C’est aussi le cas de Diane Thornton qui s’exprime dans son blog américain
« Dealing with Dementia at an Early Age » :
« Je ne sais pas si c'est le syndrome de Stockholm ou un état d'acceptation zen, mais je sais qu’après quelques combats et la panique du début, je suis maintenant en paix non seulement avec mes déficits, mais aussi avec mon passé et mon avenir. Il y a une grande puissance dans l'acceptation. Je choisis maintenant où je vais utiliser mon énergie et où investir dans des activités qui m’apportent satisfaction et amour. Aussi, je reste peu de temps dans des milieux négatifs. (…) Je ne dis pas que toutes les personnes avec une démence sont heureuses, ou pourront également choisir de l’être. (…) En apprenant à canaliser mon énergie vers la paix et le contentement, j’espère fonctionner au mieux et plus longtemps. »

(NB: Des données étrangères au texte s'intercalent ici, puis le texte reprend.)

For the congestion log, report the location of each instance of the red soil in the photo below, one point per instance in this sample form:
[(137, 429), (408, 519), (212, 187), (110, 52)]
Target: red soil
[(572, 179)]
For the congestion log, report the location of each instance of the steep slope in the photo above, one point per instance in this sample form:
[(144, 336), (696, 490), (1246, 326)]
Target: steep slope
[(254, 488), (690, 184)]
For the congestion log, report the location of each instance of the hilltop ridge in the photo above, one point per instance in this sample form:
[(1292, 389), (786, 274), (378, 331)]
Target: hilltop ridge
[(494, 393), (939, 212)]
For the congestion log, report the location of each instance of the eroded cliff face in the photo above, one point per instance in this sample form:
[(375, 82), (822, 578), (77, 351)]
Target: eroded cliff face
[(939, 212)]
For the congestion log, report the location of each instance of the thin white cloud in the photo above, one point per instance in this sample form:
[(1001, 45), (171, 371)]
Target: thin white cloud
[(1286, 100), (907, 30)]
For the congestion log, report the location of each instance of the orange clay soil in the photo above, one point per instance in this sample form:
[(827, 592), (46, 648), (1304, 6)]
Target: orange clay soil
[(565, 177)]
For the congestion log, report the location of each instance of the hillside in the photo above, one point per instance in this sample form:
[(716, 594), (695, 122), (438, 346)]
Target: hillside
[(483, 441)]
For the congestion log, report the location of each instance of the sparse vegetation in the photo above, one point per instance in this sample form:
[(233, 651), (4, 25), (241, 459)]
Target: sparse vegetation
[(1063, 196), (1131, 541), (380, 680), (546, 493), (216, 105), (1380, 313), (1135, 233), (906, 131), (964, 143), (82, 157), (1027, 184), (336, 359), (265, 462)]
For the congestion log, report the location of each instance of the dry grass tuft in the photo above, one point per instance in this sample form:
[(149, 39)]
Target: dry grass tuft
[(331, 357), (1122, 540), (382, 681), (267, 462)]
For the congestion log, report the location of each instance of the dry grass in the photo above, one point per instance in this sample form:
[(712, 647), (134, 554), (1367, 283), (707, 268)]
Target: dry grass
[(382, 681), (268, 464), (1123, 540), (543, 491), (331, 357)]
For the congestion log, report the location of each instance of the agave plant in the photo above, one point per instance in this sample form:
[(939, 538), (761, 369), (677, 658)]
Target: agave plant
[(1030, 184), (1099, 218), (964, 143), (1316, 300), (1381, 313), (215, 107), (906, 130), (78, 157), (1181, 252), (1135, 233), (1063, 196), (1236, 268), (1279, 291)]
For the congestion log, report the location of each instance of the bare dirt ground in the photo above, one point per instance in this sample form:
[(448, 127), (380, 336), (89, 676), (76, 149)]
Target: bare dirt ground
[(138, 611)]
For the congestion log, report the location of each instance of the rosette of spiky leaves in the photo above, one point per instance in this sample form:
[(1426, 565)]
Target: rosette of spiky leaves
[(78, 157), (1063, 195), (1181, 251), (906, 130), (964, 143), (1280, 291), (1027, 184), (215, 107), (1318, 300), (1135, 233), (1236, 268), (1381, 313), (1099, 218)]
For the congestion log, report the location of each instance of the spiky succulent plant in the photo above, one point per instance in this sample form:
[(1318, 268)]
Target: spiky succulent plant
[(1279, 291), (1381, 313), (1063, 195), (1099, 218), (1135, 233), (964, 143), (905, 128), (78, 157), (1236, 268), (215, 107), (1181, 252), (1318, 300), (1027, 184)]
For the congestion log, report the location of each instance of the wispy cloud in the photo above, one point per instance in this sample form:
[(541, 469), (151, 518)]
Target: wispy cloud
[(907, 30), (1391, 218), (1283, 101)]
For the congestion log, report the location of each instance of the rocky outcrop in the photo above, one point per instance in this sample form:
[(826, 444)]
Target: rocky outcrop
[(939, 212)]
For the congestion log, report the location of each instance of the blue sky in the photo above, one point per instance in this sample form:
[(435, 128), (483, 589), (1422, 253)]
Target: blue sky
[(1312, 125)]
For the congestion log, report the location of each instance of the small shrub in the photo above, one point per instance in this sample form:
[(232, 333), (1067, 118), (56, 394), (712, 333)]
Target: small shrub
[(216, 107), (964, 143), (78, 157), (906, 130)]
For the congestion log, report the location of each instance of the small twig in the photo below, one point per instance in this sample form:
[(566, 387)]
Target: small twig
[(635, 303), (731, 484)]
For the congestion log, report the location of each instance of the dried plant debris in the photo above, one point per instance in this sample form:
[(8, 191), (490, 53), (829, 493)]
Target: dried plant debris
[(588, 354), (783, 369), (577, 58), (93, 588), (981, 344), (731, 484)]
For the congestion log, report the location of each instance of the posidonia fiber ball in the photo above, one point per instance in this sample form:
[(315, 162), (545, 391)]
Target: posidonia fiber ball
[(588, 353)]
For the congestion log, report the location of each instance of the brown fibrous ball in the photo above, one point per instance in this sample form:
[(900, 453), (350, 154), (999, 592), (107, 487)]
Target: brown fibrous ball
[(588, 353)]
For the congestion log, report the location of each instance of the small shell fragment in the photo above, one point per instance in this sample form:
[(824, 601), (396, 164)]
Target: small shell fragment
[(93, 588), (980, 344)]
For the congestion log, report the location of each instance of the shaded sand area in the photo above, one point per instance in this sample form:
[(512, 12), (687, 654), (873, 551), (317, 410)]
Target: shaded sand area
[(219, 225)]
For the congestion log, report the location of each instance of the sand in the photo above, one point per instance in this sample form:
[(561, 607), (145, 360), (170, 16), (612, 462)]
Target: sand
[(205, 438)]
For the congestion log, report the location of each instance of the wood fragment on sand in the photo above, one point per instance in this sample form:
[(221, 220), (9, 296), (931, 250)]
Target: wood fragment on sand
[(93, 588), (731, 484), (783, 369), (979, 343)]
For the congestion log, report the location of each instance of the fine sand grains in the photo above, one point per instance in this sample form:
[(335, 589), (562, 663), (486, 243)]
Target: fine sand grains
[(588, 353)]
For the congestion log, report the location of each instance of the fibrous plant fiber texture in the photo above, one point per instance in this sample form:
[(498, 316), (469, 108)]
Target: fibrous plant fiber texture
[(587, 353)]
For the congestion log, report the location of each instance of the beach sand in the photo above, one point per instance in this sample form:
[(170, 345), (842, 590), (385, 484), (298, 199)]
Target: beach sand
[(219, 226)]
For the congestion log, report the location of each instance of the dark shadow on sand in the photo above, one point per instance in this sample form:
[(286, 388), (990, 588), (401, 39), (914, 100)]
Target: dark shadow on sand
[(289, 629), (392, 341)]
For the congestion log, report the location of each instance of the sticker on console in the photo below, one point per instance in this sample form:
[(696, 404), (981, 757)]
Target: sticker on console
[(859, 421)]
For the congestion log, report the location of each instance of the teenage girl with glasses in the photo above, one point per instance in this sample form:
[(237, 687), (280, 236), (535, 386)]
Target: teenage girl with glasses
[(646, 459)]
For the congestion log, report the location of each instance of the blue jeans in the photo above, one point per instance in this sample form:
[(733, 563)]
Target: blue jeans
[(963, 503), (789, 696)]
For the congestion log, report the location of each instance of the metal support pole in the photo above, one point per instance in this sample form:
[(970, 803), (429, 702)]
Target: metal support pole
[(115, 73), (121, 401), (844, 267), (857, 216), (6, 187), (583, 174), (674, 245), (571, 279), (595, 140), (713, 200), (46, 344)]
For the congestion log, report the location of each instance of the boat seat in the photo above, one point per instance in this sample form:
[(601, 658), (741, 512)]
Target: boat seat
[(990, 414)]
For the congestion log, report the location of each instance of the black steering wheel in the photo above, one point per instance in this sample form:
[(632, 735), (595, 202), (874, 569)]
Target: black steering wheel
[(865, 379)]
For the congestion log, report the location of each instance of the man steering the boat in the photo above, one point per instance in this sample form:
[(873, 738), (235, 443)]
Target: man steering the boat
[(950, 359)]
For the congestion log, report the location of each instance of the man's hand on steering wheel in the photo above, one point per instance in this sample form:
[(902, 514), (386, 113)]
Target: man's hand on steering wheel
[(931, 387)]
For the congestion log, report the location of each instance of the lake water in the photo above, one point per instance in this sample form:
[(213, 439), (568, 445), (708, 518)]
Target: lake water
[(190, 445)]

C’est décliner en paix plutôt que chercher la guerre tous azimuts. Ne créons pas de faux espoirs de victoire avec forcément des déceptions au bout. Mettons l’accent sur la qualité de vie. Je commence à comprendre que la vie avec la maladie, c’est 20% d’atteintes et de handicaps et 80% de réaction à ces derniers. Pourquoi ne pas se concentrer sur l’ici et maintenant, ainsi que sur les capacités qui nous restent ? Associons le plaisir à nos actions et veillons à ce qu’elles aient aussi un sens. Nietzsche disait : « Celui qui a un pourquoi peut supporter tous les comment ». Cherchons le contact avec ceux que nous aimons rencontrer et ceux qui aiment parler avec nous. Ne nous laissons pas dicter nos relations personnelles et évitons que le diagnostic de maladie d’Alzheimer devienne synonyme de condamnation et de soumission à des personnes ou à des images de convenance.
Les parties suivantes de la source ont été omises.